Sudan peace lures investors to growing oil sector
Mar 14, 2006 (NAIROBI) — Foreign firms seeking a share of Sudan’s multimillion dollar oil industry flocked to a business conference on Tuesday, hoping that peace in the war-ravaged south would unlock huge potential oil wealth.
Sudan’s southern government, in need of billions of dollars to rebuild a region deprived of roads, water and power after what was Africa’s longest running civil war, is trying to attract investors to drill the oil there.
However, some warned of foreign exploitation of an infant administration lacking governance experience.

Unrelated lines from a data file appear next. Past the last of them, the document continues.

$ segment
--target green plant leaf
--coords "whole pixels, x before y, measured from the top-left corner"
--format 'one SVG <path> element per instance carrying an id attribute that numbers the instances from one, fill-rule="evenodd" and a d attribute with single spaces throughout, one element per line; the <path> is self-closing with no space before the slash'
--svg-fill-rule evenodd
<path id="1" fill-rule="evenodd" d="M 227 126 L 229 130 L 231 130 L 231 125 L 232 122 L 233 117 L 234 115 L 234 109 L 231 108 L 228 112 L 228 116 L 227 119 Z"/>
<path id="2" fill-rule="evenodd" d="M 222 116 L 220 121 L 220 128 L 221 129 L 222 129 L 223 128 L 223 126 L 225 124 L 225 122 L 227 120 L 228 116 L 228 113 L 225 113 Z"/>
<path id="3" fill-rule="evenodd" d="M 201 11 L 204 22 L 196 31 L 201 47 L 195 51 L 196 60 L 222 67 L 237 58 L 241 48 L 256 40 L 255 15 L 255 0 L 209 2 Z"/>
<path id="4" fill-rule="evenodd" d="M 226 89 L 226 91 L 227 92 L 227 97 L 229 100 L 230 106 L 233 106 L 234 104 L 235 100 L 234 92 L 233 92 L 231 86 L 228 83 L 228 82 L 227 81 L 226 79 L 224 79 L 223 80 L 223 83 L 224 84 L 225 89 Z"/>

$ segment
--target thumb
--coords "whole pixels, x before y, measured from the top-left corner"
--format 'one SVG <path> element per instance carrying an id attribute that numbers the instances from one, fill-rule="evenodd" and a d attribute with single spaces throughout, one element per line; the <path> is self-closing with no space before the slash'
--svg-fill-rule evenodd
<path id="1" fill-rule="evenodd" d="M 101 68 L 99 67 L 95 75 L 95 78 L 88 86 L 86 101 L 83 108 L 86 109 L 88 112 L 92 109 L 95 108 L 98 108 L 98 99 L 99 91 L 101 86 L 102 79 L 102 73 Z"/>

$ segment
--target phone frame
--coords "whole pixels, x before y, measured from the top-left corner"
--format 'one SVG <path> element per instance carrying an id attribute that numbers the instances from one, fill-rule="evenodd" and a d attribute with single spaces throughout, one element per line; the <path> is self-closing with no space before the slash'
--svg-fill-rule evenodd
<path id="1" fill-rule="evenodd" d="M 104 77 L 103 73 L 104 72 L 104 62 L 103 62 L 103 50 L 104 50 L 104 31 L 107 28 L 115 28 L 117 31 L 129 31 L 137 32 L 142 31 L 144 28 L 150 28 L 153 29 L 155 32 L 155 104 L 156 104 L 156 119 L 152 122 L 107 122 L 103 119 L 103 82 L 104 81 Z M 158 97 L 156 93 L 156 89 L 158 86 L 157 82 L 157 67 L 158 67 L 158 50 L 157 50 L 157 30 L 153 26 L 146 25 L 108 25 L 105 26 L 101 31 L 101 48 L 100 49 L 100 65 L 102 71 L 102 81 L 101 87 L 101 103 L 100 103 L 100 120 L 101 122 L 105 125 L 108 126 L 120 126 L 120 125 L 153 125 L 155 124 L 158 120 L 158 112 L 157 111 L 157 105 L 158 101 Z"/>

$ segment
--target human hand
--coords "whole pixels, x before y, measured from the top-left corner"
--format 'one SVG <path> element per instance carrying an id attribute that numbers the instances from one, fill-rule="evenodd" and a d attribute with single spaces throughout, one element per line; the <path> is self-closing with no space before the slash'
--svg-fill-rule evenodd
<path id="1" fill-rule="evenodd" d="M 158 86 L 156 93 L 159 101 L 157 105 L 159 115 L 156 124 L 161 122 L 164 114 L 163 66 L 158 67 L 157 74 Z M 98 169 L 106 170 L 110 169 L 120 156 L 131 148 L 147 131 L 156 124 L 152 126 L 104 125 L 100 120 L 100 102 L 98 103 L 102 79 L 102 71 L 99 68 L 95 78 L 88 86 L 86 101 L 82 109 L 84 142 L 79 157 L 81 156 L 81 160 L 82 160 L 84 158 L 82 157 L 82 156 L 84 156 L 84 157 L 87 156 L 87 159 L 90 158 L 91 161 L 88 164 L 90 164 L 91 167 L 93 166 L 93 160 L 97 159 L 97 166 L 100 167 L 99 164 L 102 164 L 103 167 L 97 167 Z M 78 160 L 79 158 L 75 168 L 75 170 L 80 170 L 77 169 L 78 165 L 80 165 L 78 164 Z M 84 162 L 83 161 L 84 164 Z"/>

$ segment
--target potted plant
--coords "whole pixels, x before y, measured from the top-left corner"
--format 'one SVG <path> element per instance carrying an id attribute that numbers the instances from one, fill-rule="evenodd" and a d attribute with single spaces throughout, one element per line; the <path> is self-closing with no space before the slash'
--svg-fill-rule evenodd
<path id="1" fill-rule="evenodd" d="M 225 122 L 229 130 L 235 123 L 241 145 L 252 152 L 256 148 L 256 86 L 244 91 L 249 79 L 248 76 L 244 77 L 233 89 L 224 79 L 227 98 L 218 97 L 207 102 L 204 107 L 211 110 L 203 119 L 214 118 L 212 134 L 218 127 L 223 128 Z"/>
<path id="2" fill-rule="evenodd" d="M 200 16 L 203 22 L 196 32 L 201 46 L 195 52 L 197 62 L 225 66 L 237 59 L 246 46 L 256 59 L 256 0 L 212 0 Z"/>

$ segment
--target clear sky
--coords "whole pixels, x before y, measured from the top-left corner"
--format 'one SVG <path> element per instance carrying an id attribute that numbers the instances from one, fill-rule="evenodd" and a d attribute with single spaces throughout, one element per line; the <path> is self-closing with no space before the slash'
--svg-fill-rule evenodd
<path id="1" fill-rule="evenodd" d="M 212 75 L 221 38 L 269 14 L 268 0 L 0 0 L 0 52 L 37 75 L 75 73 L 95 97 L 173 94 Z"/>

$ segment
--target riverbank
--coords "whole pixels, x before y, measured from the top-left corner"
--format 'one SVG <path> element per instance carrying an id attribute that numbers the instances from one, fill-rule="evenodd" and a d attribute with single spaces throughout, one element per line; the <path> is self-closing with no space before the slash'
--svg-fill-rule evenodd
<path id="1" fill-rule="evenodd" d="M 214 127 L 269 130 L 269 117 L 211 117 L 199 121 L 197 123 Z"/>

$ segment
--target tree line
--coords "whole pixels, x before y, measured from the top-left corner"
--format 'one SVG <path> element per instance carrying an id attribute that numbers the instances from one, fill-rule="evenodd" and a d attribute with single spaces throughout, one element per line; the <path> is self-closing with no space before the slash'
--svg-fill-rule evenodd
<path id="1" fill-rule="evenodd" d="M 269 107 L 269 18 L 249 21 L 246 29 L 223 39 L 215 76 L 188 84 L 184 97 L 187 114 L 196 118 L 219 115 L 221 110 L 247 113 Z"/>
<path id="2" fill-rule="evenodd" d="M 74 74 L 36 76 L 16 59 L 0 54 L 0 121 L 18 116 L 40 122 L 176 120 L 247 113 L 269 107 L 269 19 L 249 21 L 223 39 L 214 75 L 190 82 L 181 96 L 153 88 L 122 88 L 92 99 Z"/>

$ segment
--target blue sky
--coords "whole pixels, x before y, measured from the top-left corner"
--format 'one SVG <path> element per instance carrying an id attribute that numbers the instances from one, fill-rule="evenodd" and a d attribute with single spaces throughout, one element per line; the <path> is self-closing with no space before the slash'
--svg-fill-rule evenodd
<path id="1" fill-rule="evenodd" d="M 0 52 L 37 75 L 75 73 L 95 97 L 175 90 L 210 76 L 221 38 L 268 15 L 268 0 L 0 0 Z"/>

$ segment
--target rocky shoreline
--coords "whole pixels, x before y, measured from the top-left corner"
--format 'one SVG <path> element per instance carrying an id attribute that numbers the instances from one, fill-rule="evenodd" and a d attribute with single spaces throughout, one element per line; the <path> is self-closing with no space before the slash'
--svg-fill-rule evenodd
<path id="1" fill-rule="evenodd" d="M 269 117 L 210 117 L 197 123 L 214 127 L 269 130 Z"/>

“What the world is looking for in southern Sudan is its natural resource capacity,” Jonathan Bearman, managing director of consultancy firm Clearwater Research Services Ltd., said.
“There is a danger right now of bounty hunters, fortune hunters jumping on planes trying to sign up mineral rights.”

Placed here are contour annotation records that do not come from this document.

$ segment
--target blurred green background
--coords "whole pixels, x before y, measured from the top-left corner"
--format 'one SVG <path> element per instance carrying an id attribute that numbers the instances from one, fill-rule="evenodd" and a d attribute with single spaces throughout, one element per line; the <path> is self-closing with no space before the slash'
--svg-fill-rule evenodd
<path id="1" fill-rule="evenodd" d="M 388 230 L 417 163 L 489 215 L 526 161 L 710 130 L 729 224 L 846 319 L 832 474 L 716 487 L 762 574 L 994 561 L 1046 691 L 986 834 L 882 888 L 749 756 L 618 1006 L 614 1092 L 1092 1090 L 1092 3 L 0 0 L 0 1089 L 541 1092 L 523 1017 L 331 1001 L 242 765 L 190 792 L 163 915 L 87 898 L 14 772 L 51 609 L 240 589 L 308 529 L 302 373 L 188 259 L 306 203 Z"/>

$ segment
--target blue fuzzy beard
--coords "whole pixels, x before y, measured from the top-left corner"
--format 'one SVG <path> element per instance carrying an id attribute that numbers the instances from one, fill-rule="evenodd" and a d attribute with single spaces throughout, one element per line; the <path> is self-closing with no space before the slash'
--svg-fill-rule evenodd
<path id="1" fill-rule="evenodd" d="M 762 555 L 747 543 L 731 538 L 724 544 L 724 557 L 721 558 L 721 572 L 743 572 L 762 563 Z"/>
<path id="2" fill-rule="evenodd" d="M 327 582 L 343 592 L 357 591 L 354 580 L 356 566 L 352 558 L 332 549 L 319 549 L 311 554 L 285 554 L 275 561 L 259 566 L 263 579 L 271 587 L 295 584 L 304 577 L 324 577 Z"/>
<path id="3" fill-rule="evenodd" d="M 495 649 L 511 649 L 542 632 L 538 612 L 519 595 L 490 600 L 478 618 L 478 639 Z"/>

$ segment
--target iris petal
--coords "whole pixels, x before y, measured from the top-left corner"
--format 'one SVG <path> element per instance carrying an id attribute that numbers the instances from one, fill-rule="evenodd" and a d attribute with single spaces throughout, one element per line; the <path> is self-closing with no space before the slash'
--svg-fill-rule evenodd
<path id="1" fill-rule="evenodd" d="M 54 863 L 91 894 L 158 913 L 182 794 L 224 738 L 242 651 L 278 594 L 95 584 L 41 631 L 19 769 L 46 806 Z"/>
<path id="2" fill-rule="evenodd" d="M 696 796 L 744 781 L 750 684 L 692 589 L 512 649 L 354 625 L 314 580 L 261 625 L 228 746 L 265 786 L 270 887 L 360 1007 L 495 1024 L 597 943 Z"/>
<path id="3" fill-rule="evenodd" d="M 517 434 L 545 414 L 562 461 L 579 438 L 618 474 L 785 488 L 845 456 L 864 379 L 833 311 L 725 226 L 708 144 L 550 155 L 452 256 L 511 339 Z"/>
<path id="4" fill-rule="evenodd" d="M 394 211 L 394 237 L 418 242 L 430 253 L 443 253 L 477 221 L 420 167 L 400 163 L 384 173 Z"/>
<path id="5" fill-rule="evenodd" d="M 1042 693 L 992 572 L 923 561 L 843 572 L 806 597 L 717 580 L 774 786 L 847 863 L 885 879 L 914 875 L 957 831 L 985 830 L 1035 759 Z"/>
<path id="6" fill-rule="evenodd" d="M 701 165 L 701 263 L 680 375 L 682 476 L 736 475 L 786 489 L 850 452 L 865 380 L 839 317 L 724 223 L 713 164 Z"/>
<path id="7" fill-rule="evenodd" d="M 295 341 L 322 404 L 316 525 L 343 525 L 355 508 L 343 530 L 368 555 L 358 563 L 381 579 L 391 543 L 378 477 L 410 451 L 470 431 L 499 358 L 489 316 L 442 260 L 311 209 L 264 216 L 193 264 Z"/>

Under a 2005 deal that ended more than two decades of civil war pitting southern rebels against the Khartoum government, oil revenues are split roughly 50-50 between the north and south.
Although the south has complained it has yet to receive its cut, the World Bank’s lead economist for Sudan, Jeni Klugman, said it was projected to receive up to $1.3 billion in oil money this year.
Up to 500,000 barrels of crude oil is produced every day, mainly from fields in the south with output forecast to rise by 150,000 barrels per day this year.
“We are very encouraged by the government’s efforts to attract investors in this sector,” said Saleem Soobader, an official at the Petroleum Oil and Gas Corporation.
The war restricted appraisal of Sudan’s oil fields but experts estimate there are at least hundreds of millions of barrels of recoverable reserves in the south.
GUARANTEES
The conference also drew other businesses – from banks to airlines to paint manufacturers – hoping to profit from demand for investment in everything from construction to transport..
“We’ve seen a lot of investors in the one year. We’ve been opening up letters of credit, mainly for emergency infrastructure projects,” Victoria Otieno, a senior official with South Africa-based Stanbic Bank, said.
“What is very important is that the peace will hold.”
Last year, donors pledged $4.5 billion for Sudan between 2005-7 following the peace deal, which did not cover a separate conflict in Darfur.
Of that amount, $1.7 billion was earmarked for development projects in the south, a region destroyed by cycles of conflict since independence in 1956.
The southern government, led by former guerrillas, acknowledged it had a lot to prove to investors wary of financial risk and sporadic bursts of insecurity in the region, half the size of Western Europe.
“A region that has just come out of war cannot immediately inspire confidence from investors,” John Luk Jok, the south’s minister for youth, culture and sports, told reporters.
“We have to answer the questions the investors will be raising.”